Skripsi, Tesis, Disertasi di Tengah Gelombang Kecerdasan Buatan
Perkembangan kecerdasan buatan (AI) mengubah lanskap akademik dan penelitian. Dalam konteks pembuatan skripsi, tesis, dan disertasi, keberadaan alat berbasis AI membuka peluang sekaligus tantangan bagi mahasiswa, pembimbing, dan institusi pendidikan tinggi. Peralihan ini menuntut penyesuaian cara kerja, penilaian, dan pengawasan agar kedalaman ilmu tetap teruji dan orisinalitas karya terjaga.
Tantangan Baru dalam Proses Penelitian
Alat AI dapat mempercepat pengolahan data, merangkum literatur, atau membantu menyusun naskah. Namun kemudahan tersebut membawa risiko ketergantungan yang dapat melemahkan keterampilan berpikir kritis, metodologis, dan analitis mahasiswa jika tidak digunakan secara bijak. Selain itu, makin sulitnya membedakan kontribusi intelektual asli dengan keluaran otomasi menuntut perhatian ekstra dari pembimbing dan penguji.

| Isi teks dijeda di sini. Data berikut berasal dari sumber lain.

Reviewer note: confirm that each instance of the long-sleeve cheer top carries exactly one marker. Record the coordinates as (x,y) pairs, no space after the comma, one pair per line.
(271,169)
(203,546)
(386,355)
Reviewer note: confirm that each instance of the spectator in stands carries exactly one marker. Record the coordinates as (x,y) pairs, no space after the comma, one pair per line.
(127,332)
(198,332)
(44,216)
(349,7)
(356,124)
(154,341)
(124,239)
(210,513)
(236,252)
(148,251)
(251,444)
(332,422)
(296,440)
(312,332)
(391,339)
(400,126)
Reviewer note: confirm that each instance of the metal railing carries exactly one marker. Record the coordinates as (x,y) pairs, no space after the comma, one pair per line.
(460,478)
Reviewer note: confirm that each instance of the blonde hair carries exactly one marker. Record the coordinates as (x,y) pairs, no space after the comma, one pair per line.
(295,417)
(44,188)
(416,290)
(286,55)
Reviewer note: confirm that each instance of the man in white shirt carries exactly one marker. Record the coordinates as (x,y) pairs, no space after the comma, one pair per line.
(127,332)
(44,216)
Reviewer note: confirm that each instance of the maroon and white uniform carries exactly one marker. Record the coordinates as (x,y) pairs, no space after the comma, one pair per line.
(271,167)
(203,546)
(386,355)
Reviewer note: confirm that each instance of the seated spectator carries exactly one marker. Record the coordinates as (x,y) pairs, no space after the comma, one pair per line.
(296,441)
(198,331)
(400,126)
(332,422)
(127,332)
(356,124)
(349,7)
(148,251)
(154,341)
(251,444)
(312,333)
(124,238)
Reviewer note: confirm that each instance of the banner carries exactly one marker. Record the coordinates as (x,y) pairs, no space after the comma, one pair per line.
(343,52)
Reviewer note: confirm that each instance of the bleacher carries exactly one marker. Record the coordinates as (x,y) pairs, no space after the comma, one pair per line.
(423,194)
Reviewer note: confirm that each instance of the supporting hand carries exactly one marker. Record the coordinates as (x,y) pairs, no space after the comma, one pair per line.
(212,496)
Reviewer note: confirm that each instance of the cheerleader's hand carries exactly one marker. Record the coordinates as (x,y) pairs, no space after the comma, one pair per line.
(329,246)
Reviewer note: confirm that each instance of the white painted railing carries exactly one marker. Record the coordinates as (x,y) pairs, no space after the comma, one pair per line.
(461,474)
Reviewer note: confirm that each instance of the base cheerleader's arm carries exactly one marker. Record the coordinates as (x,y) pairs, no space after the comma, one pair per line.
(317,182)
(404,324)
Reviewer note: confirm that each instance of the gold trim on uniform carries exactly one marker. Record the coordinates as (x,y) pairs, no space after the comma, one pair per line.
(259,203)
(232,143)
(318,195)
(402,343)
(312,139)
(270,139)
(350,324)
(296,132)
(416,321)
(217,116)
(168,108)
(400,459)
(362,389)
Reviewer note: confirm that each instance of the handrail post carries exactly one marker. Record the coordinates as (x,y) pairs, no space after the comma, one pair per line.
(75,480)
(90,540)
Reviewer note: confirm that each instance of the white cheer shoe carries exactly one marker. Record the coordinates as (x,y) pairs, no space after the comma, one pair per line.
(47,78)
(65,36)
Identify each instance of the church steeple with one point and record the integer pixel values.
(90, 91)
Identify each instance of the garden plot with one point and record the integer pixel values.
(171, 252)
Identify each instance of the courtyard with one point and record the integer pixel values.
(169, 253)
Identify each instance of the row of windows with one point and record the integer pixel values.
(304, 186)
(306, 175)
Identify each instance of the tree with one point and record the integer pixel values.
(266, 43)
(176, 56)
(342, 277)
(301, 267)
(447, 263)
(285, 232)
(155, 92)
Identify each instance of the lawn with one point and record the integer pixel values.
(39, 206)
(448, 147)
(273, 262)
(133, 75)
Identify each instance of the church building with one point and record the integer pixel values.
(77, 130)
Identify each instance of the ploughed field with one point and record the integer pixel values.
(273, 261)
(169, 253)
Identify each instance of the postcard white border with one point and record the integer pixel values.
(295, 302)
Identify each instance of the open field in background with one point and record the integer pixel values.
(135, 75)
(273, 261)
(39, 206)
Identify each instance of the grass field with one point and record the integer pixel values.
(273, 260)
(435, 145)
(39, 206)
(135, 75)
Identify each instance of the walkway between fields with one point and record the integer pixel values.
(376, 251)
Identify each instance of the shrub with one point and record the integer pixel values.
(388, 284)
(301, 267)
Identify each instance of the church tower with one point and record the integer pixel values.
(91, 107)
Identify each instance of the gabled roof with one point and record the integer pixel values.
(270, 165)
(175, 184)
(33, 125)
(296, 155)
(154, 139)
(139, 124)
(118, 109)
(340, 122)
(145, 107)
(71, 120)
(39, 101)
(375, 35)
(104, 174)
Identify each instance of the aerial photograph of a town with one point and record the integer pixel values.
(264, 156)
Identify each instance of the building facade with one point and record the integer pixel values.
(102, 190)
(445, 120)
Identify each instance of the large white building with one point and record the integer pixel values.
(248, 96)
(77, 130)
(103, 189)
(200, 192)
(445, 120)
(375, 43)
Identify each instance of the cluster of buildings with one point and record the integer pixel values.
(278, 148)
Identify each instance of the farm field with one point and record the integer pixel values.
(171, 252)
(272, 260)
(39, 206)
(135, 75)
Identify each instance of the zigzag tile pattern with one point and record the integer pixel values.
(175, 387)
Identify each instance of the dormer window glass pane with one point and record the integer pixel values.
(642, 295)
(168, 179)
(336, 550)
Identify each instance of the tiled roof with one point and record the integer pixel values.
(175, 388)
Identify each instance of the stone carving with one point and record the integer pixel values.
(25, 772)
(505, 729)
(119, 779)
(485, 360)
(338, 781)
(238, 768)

Peran Pembimbing dan Metode Penilaian
Pembimbing memiliki tanggung jawab penting untuk membimbing mahasiswa dalam merancang pertanyaan penelitian yang menuntut pemikiran mendalam serta kemampuan metodologis yang jelas. Penilaian perlu menekankan proses penelitian — mulai dari perumusan masalah, desain metodologi, pengolahan data, hingga interpretasi hasil — bukan hanya produk akhir berupa naskah yang rapi. Ujian terbuka dan sidang yang menggali proses berpikir kandidat menjadi sarana penting untuk memastikan pemahaman mendasar.
Integritas Akademik dan Transparansi Penggunaan AI
Menjaga integritas akademik tetap menjadi prioritas. Keterbukaan mengenai pemakaian alat bantu, termasuk AI, perlu menjadi bagian dari etika penelitian. Mahasiswa sebaiknya mencantumkan peran perangkat lunak atau layanan digital yang digunakan dalam proses penelitian dan penulisan agar kontribusi manusia dapat dipahami dengan jelas. Institusi juga perlu merumuskan kebijakan yang menjelaskan batas penggunaan teknologi dalam karya ilmiah.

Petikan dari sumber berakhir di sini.